Turners Automotive Group Limited (ASX: TRA) is an integrated financial services company operating primarily within the automotive sector. The Group’s operations span vehicle retail, finance, and insurance, providing a vertically integrated platform that supports customers across the vehicle ownership lifecycle.
Turners has established itself as a leading player in the New Zealand automotive market, with a focus on disciplined capital allocation, scalable growth and customer-centric service delivery. The company’s strategy centres on leveraging synergies between its divisions to drive sustainable earnings growth and long-term shareholder value.
Turners’ latest update reflects strong trading conditions during the summer period, with performance across all three core divisions exceeding expectations. The Auto Retail division delivered solid sales volumes, supported by improved margins achieved through disciplined inventory management and effective pricing strategies.
The company noted that vehicle sourcing and procurement processes have been optimised, enabling the business to maintain competitive pricing while preserving profitability. This approach has allowed Turners to continue gaining market share in a competitive retail environment.
Finance operations also delivered a standout performance, with January and February representing record months for new lending volumes. Growth in the loan book has been achieved without compromising credit quality, reflecting the company’s disciplined risk management framework.
The Insurance division continued to provide stable earnings, complementing the performance of the retail and finance segments and reinforcing the strength of the Group’s integrated operating model.
Based on current trading conditions, Turners now expects FY2026 NPBT before goodwill adjustments to reach approximately $63 million. This represents a meaningful upgrade from prior guidance and underscores the strength of recent trading activity.
The revised outlook places the company within reach of its previously articulated medium-term earnings target of $65 million by FY2028, suggesting that strategic initiatives are progressing ahead of schedule.
Management highlighted that the earnings upgrade reflects both top-line growth and improved operational efficiency, with margin expansion playing a key role in driving profitability.
As part of its half-year review process, Turners has undertaken an assessment of the carrying value of its EC Credit business. The review, which considered second-half performance and forward outlook, has resulted in an expected non-cash goodwill write-down of between $7 million and $9 million.
The company noted that EC Credit represents the smallest division within the Group and is considered non-core to its long-term automotive platform strategy. The write-down does not impact underlying cash earnings and reflects prudent balance sheet management.
Management emphasised that the decision aligns with the company’s broader focus on capital discipline and strategic clarity.
Excluding the impact of the goodwill adjustment, the upgraded guidance confirms that Turners is on track to deliver another record trading result. This continues the company’s track record of consistent earnings growth across varying economic conditions.
The strength of the Group’s performance highlights the effectiveness of its diversified business model, which provides multiple revenue streams and reduces reliance on any single segment.
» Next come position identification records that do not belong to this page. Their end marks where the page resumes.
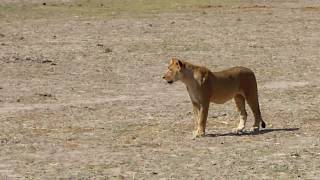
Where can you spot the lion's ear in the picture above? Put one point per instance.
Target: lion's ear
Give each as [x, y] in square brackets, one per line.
[180, 64]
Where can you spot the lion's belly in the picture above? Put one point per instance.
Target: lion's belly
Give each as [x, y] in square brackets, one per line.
[223, 93]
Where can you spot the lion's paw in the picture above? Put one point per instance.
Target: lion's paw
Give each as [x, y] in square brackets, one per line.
[254, 130]
[237, 130]
[197, 134]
Turners’ ability to deliver growth in both retail and financial services underscores the value of its integrated approach, with each division contributing to overall profitability and resilience.
Looking ahead, Turners remains focused on executing its long-term growth strategy, which centres on expanding its market position in automotive retail while continuing to grow its finance and insurance offerings.
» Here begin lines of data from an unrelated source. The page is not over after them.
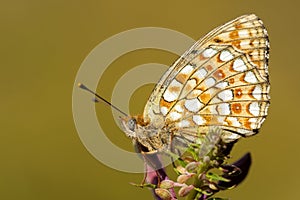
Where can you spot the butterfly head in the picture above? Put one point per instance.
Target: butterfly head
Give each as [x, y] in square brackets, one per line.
[132, 126]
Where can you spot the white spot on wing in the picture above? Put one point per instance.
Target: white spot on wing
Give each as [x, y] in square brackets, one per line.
[225, 55]
[223, 109]
[257, 92]
[175, 116]
[209, 52]
[193, 105]
[209, 82]
[164, 110]
[239, 65]
[243, 33]
[178, 108]
[226, 95]
[187, 69]
[183, 123]
[222, 85]
[199, 120]
[234, 121]
[200, 74]
[195, 93]
[254, 108]
[172, 95]
[250, 77]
The company is preparing to outline its next phase of strategic priorities at an upcoming investor day, where it will also provide updated earnings targets for the next five-year period.
Management indicated that future growth will be driven by continued investment in digital capabilities, optimisation of its retail network, and disciplined expansion of its lending portfolio.
In addition, Turners will maintain a strong focus on credit quality and risk management, ensuring that growth in finance operations remains sustainable over the long term.
Turners Automotive enters the remainder of FY2026 with strong trading momentum and improved earnings visibility. While macroeconomic conditions remain uncertain, the company’s diversified business model and disciplined operating approach position it well to navigate potential volatility.
The upgraded earnings guidance reflects confidence in the underlying strength of the business and its ability to deliver consistent performance. With continued market share gains, improving margins and a clear strategic roadmap, Turners appears well placed to achieve its medium-term growth objectives.
As the company approaches its full-year results announcement in May, investors will be closely watching for further detail on earnings performance and strategic direction. Based on current trends, Turners is demonstrating the characteristics of a business capable of delivering sustainable growth and long-term value creation.